FPÖ – Hafenecker zu Spritpreis-Wahnsinn „‚Preisbremse‘ der Verlierer-Ampel ist eine mickrige Nullnummer!“
ÖVP, SPÖ und NEOS lassen die an den Zapfsäulen verzweifelnden Menschen eiskalt allein im Regen stehen
Angesichts der nach wie vor extrem hohen Spritpreise übte heute FPÖ-Verkehrssprecher und Generalsekretär NAbg. Christian Hafenecker, MA, scharfe Kritik an der schwarz-rot-pinken Bundesregierung. „Während die Österreicher an der Zapfsäule zur Ader gelassen werden, lässt die Verlierer-Ampel die Menschen eiskalt im Regen stehen. Ihre groß angekündigte und nun verlängerte Preisbremse ist eine einzige Nullnummer und entpuppt sich als das, was sie immer war: eine reine Alibi-Aktion“, so Hafenecker.

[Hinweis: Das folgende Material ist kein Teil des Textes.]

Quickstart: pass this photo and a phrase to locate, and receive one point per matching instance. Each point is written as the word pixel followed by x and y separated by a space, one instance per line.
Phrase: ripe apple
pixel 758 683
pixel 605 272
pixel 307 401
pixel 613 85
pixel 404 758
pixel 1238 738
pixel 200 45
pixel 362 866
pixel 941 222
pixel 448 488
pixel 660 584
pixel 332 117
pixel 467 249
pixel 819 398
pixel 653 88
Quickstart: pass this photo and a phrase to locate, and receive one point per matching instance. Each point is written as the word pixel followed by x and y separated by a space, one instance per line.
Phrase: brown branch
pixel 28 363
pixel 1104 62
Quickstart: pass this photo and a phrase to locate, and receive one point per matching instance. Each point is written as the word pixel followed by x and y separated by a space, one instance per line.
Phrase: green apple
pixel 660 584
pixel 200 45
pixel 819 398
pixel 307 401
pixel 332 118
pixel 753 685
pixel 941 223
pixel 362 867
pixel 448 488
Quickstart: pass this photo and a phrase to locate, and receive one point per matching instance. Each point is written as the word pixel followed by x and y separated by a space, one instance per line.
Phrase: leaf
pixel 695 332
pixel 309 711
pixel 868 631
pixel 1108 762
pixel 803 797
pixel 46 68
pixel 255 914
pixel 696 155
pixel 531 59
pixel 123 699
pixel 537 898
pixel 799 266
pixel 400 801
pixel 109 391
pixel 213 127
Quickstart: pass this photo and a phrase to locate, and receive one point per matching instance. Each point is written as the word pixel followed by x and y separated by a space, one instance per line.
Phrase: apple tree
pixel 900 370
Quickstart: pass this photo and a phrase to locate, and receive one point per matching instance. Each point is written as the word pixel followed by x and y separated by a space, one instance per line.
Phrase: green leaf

Für den FPÖ-Verkehrssprecher sei die angebliche Entlastung ein Hohn für jeden Autofahrer, Pendler und Unternehmer: „Was die Verlierer-Ampel als große Hilfe verkauft, bringt in der Realität nur ein paar mickrige Cent, während der Staat bei jedem Tankvorgang unverschämt mitkassiert. Das ist keine Entlastung, das ist eine Verhöhnung der Menschen, die täglich auf ihr Auto angewiesen sind, um in die Arbeit zu kommen oder ihr Unternehmen am Laufen zu halten. Diese Regierung agiert nicht als Partner der Bürger, sondern als ihr größter Gegner.“
Hafenecker wies zudem darauf hin, dass die hohen Treibstoffpreise einer der größten Inflationstreiber im Land seien. „Jeder Cent mehr an der Zapfsäule treibt die Teuerung weiter an, verteuert den Transport und damit die Produkte in den Supermarktregalen. Diese Inflation ist hausgemacht – sie ist das direkte Ergebnis der unterlassenen Hilfeleistung dieser Regierung, die tatenlos zusieht, wie die eigene Bevölkerung finanziell ausblutet, anstatt die Steuerschraube endlich zurückzudrehen“, erklärte der FPÖ-Verkehrssprecher.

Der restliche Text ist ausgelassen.